# TU-3008G-20M vs SM-JDM1022V lathes HELP!!!!!



## Troy (Jan 15, 2019)

So i'm trying to decide between these two lathes. I really like the steelmaster from asset plant machinery but i'm worried it'll be a little too small- 550 centers and 250 swing and its only mt2 for example and some cutters i would like to buy start at mt3. so then I start looking at the bigger optimal lathe from hare and forbes, which i know not much about but it'll cost me more in the long run to get a dro put on it an the unit itself is more expensive. anyone out there have any experience with these models? that could help me out? and make a choice.


----------



## DJP (Jan 15, 2019)

I am not a fan of combination machines as you need to change the set up for each alternate usage. Do you not have space for a mill and a lathe?


----------



## Troy (Jan 15, 2019)

I have the space it’s more the bang for buck. I’m definitely still open to getting both but unsure of the hafco gear and worried the asset plant machine may be too small. I have my eyes on some steam engines to start with a small wobbler ect with which a lathe and mill would be beneficial and trying to save money thought I’d try a combo but I’m open to other suggestions.


----------



## goldstar31 (Jan 15, 2019)

DJP said:


> I am not a fan of combination machines as you need to change the set up for each alternate usage.
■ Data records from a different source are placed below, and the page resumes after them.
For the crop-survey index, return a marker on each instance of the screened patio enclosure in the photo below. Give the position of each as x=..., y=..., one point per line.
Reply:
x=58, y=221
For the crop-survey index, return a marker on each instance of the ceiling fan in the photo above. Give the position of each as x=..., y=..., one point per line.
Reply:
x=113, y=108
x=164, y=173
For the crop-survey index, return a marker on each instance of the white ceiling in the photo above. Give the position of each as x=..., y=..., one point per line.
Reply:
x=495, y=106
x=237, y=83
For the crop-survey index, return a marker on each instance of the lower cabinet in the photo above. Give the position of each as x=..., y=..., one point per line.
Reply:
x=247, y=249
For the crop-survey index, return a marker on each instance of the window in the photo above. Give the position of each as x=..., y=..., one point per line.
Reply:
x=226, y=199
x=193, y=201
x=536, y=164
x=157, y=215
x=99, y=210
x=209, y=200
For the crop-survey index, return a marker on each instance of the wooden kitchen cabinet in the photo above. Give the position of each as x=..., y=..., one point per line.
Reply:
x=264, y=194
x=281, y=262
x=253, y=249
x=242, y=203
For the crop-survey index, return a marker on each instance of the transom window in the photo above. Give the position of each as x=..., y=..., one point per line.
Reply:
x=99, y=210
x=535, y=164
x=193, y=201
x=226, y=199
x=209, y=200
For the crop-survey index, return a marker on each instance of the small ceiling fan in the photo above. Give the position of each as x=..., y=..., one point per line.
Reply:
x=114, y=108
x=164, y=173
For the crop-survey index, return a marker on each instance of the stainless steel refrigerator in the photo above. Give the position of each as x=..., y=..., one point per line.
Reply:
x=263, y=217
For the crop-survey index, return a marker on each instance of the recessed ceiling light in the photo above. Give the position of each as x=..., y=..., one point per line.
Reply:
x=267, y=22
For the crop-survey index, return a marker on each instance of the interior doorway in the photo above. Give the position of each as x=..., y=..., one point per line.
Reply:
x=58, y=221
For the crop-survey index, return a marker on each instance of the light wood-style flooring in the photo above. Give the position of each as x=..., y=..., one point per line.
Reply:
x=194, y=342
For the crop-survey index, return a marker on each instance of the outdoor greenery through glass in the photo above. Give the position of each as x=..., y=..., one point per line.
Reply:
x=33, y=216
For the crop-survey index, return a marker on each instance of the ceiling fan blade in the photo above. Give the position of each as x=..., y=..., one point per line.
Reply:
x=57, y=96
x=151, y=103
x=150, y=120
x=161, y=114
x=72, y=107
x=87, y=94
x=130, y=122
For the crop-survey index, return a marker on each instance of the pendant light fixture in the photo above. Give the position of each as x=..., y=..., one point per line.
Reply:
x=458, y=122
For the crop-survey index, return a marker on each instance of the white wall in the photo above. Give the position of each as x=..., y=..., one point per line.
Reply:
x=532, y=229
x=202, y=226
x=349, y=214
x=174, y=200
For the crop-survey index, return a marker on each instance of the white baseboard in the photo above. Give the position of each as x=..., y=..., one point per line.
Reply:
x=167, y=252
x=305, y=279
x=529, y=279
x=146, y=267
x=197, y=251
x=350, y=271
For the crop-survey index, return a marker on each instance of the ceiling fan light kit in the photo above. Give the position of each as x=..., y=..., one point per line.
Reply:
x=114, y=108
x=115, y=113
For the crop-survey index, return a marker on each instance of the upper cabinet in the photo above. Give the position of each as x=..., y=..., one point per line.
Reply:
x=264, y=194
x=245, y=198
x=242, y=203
Do you not have space for a mill and a lathe?



I have a separate lathe and mill in my little workshop which out side in a shed but I also have a SiegC4 plus a powered vertical attachment  I appreciate having a facility in the warmth of my large bungalow   being old and sort of disabled . So I can offer a validated judgement from practical experience.
For someone who is a 'newbie', I would settle for the considerably easier two separate machines as a first choice.

The initial price starting up is minimal in comparison to what you will find useful and either you will have to make  or accept far larger secondary bills in further tooling.

I hope this is constructive

Norman


----------



## Troy (Jan 15, 2019)

Thanks Norman appreciate the reply can anyone out there suggest machines from hafco eg the tm 3008g optimum bench lathe as I don’t particularly want to spend 4K on a sub standard machine.


----------